Thunderstorm Wind — Rusk, Texas
2025-04-30 · near Overton, Rusk, Texas
Event narrative
Trees were blown down in Overton.
Wider weather episode
A weak cold front slowly advanced southeast into portions of Northeast Texas, Southeast Oklahoma, into Western Arkansas and Southern Missouri on April 30th, and focused a warm, very moist, and unstable air mass in place across much of East Texas, North Louisiana, and Southwest Arkansas during the afternoon through the evening hours. Meanwhile, an upper low pressure area ejected northeast from the Desert Southwest into the Texas Panhandle, with deep southwest flow aloft yielding weak disturbances along the front to induce large scale forcing across much of East Texas and Southwest Arkansas.
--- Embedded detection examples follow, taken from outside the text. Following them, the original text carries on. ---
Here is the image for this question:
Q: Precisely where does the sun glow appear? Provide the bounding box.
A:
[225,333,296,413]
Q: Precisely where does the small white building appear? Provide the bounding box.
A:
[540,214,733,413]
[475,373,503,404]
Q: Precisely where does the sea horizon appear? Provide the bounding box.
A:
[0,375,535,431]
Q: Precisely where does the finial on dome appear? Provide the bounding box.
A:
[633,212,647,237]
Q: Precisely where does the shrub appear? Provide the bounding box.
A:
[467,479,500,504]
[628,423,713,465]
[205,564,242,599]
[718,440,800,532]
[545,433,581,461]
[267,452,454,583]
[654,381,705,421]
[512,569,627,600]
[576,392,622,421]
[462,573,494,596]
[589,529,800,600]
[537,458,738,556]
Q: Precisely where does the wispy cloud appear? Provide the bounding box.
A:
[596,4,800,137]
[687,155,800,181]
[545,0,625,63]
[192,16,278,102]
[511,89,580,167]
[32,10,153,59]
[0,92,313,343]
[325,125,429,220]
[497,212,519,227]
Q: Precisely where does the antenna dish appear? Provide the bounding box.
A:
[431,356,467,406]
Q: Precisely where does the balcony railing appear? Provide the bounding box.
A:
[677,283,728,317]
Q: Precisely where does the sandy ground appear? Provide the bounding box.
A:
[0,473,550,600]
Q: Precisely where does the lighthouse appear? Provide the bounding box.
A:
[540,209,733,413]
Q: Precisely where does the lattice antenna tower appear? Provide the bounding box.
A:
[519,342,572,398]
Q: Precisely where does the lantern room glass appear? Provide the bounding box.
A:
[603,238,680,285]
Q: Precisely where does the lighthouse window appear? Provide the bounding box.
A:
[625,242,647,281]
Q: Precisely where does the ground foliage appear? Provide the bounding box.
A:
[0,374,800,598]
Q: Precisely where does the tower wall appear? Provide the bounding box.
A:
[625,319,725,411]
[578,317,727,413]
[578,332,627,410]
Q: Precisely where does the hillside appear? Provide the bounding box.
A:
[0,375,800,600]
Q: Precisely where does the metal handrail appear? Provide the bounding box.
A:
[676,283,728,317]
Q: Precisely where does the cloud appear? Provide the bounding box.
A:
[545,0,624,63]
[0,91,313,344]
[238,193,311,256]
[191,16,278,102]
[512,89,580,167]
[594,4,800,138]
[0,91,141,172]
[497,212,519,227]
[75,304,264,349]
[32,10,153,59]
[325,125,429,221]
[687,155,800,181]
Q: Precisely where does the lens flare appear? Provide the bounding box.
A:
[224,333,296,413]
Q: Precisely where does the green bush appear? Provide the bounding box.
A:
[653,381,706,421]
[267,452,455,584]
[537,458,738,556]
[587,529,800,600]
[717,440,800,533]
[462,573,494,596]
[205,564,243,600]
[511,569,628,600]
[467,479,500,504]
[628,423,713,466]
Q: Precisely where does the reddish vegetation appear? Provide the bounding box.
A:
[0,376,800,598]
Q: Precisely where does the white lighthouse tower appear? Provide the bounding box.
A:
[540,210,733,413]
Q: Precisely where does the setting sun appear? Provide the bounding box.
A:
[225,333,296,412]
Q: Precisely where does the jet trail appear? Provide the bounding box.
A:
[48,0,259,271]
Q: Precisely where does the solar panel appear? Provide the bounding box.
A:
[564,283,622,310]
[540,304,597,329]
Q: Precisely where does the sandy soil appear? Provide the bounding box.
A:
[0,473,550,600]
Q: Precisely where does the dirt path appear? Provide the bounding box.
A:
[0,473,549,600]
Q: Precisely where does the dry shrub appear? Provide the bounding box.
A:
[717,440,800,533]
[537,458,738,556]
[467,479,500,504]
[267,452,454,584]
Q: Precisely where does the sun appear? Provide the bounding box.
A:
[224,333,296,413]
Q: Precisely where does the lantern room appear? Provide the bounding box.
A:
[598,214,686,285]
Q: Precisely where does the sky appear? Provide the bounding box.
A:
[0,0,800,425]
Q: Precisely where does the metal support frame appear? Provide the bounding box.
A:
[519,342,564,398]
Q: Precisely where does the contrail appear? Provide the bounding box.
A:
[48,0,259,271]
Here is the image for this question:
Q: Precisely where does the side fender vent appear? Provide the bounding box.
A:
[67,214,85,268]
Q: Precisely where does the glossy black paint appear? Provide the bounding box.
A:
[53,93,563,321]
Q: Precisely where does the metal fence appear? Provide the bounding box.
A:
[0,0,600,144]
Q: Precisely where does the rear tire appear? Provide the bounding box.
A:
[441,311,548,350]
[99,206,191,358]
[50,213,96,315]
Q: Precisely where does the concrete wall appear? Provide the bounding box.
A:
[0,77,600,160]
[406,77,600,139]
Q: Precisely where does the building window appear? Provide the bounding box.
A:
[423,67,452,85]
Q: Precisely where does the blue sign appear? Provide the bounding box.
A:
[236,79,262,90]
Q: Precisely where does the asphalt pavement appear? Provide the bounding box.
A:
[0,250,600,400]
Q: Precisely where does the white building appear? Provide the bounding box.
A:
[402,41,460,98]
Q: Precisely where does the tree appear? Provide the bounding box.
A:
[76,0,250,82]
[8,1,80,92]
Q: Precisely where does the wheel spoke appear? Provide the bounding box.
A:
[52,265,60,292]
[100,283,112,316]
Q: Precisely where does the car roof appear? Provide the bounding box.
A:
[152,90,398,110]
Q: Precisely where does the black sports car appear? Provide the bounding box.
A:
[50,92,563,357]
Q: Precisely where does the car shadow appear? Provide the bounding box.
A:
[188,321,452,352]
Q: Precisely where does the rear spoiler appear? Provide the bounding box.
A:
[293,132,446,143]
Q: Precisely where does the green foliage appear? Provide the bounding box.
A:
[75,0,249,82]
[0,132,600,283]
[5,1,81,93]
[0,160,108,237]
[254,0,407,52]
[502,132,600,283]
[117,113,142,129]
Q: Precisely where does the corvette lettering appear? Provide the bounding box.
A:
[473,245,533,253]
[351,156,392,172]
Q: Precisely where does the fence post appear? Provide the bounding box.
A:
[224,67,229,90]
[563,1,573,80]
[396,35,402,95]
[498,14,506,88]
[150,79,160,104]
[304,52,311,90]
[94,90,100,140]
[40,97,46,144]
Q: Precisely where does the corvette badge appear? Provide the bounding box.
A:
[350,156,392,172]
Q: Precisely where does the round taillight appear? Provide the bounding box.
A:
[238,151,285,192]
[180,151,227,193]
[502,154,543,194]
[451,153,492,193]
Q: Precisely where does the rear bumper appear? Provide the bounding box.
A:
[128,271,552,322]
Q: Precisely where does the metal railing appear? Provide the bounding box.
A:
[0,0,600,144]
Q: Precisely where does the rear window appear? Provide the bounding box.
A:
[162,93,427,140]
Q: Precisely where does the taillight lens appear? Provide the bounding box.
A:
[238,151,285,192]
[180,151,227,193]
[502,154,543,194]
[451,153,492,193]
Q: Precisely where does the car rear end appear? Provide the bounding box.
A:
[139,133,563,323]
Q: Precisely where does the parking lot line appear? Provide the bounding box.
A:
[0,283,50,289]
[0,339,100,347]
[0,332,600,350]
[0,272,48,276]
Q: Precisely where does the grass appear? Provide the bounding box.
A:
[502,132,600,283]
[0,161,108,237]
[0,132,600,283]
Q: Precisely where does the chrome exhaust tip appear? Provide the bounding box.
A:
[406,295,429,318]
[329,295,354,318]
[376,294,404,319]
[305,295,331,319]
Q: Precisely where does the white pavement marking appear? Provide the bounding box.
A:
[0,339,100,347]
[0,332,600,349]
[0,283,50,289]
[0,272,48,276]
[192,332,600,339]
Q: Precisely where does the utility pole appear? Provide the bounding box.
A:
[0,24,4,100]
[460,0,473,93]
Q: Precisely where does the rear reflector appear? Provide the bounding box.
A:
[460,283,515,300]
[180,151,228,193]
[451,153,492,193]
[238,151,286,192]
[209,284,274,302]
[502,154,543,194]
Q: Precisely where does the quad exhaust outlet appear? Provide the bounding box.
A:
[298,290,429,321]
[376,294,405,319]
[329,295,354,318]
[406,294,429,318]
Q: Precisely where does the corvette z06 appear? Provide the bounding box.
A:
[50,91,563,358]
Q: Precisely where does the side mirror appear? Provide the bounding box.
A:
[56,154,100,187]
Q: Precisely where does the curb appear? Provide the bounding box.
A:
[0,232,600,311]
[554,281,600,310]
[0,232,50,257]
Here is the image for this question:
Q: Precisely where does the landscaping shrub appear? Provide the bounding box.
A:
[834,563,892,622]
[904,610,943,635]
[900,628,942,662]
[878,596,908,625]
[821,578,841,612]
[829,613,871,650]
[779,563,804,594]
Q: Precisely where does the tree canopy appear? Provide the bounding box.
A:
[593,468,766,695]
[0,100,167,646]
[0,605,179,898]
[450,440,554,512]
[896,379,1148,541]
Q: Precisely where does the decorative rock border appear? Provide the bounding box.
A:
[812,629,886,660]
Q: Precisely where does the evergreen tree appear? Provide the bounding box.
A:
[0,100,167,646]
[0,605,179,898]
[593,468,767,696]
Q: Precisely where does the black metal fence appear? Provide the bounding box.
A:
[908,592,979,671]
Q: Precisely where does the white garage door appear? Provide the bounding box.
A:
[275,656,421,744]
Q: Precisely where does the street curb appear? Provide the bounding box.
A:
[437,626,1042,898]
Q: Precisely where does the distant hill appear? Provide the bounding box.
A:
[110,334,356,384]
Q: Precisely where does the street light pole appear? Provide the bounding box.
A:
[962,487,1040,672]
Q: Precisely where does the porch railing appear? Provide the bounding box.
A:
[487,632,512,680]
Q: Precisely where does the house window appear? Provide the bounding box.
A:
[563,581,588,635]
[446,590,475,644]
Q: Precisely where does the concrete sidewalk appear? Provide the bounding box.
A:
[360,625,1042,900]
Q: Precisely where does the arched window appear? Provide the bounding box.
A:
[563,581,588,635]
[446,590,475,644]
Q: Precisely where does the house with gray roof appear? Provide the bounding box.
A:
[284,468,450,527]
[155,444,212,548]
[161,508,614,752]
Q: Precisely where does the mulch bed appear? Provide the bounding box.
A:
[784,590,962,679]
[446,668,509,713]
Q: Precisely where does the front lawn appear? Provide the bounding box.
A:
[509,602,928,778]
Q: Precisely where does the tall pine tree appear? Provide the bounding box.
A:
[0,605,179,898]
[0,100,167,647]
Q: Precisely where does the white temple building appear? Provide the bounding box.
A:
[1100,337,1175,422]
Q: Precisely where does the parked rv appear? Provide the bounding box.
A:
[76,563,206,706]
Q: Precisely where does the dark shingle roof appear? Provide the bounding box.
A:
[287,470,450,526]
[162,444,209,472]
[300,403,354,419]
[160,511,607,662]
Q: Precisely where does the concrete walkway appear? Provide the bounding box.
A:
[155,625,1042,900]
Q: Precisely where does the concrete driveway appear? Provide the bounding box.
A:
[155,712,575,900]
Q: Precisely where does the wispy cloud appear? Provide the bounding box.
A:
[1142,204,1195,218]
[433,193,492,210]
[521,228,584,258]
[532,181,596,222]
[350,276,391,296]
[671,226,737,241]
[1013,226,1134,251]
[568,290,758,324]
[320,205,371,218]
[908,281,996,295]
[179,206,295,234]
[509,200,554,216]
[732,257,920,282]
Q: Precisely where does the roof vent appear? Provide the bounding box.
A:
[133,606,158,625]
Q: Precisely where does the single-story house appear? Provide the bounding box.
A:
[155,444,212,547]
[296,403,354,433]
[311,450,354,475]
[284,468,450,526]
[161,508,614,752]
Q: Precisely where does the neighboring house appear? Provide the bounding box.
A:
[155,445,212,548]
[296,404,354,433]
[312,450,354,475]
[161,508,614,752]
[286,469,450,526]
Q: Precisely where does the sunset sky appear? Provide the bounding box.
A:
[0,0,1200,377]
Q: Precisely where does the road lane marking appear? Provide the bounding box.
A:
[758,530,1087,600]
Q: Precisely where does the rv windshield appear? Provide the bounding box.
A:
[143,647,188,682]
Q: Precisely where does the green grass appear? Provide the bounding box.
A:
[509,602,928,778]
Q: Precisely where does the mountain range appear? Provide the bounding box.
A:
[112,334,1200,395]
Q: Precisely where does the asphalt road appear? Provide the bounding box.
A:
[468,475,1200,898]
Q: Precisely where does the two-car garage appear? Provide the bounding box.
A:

As a result, a complex of strong to severe thunderstorms developed and spread into areas along and to the southeast of the front, yielding instances of damaging winds and large hail across portions of Northeast Texas during the afternoon. While these storms weakened by early evening, additional thunderstorm redevelopment occurred during the evening into a portion of the overnight hours on May 1st along the slow moving front, resulting in locally heavy rainfall and areas of flash flooding generally along and south of Interstate 20 across portions of Smith, Cherokee, and Harrison Counties.